The GlobaLex electronic collection at New York University School of Law has published an updated Research Guide to Belgian Law
by Christoph Malliet, librarian at the Law Library of the Catholic University of Leuven
(I just love the Smurf / Schtroumpf cartoon character in legal robes in the nav bar of the library's collection of research guides - Smurfs are Belgian artist Peyo's creation):
"Belgium is a federal state with a civil law system and is a member of the European Union. These three qualities basically account for the legal system the country has adopted."

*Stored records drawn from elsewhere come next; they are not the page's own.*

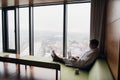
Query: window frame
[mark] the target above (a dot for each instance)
(31, 26)
(5, 30)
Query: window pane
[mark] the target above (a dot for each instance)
(78, 25)
(24, 30)
(48, 30)
(0, 31)
(11, 29)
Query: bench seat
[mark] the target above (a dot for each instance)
(99, 71)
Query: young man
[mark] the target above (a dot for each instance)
(84, 61)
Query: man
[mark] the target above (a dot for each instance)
(84, 61)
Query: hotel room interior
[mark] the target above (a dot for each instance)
(31, 29)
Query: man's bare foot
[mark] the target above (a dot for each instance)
(54, 56)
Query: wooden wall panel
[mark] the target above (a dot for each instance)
(112, 35)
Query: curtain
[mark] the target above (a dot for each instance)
(97, 27)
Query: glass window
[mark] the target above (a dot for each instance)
(78, 28)
(48, 30)
(24, 30)
(11, 29)
(0, 31)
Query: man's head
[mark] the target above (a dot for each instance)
(94, 43)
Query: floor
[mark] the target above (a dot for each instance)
(10, 71)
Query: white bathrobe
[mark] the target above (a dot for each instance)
(85, 60)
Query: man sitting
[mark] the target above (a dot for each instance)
(85, 61)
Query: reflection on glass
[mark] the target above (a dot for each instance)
(24, 31)
(78, 27)
(0, 31)
(11, 29)
(48, 30)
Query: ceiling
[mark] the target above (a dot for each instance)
(6, 3)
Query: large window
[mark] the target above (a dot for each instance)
(24, 30)
(0, 31)
(11, 29)
(78, 27)
(48, 30)
(42, 28)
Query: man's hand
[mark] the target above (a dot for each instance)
(75, 58)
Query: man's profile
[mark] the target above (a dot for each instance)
(80, 62)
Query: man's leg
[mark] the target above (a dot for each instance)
(57, 58)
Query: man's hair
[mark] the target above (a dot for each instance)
(94, 42)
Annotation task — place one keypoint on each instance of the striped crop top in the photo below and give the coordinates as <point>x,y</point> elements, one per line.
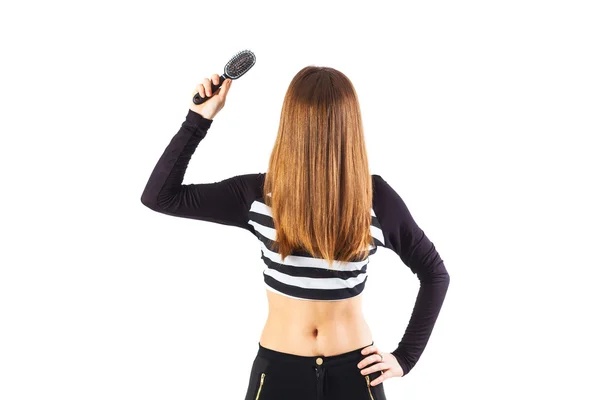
<point>238,201</point>
<point>300,275</point>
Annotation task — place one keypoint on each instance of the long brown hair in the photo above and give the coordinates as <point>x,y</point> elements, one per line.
<point>318,183</point>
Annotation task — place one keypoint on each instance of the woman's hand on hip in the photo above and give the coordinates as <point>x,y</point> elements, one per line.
<point>389,365</point>
<point>215,103</point>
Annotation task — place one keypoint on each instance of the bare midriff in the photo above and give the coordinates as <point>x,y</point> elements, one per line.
<point>314,328</point>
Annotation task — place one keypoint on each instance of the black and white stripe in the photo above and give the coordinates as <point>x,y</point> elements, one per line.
<point>302,276</point>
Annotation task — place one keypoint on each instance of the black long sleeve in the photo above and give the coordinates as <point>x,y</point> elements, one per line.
<point>224,202</point>
<point>407,239</point>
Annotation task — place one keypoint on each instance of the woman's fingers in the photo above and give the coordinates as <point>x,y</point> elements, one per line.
<point>370,359</point>
<point>225,88</point>
<point>200,90</point>
<point>207,87</point>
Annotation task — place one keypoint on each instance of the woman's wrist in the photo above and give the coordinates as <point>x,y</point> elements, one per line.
<point>203,114</point>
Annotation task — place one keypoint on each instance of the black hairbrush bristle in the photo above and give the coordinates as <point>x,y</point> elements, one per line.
<point>239,64</point>
<point>236,67</point>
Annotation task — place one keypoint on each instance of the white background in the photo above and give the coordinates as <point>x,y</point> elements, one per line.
<point>483,115</point>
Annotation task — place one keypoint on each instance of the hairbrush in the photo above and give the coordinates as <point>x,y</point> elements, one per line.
<point>236,67</point>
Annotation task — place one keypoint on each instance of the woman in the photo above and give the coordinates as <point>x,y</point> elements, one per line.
<point>318,214</point>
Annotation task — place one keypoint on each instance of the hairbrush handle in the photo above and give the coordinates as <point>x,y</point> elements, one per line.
<point>213,88</point>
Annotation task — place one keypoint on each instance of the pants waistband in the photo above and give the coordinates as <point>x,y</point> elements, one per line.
<point>321,360</point>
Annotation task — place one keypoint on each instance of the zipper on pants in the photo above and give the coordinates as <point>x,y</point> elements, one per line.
<point>318,370</point>
<point>369,386</point>
<point>262,380</point>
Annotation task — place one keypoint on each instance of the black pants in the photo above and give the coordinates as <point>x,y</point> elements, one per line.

"The Belgian state was formed as a constitutional monarchy in 1830, as a compromise between French and Dutch claims, appeased by the British government. At that time, it was already largely influenced by the French legal system and this was laid down in the constitution. The legislative branch was formed by a parliament with two chambers (Chamber and Senate). The King was (and is) the head of state and of the executive branch, but political power is almost entirely in the hands of the government and it’s prime minister. The judicial branch consists of regular courts in different appeal levels (private and criminal law matters), later an administrative court was added (1948). A constitutional court has only been set up in recent times (1980). Although the Belgian state has undergone severe constitutional changes since this date, the court system has still not been touched by these yet."
"The court system still very much resembles the French system where it was derived from (...) The one thing about the court system that could not be the same as in France is of course the use of languages in court. Legal practice has to deal with the fact that the use of either the Dutch or the French language in court depends on the region where the court is established. In Brussels, both languages are used."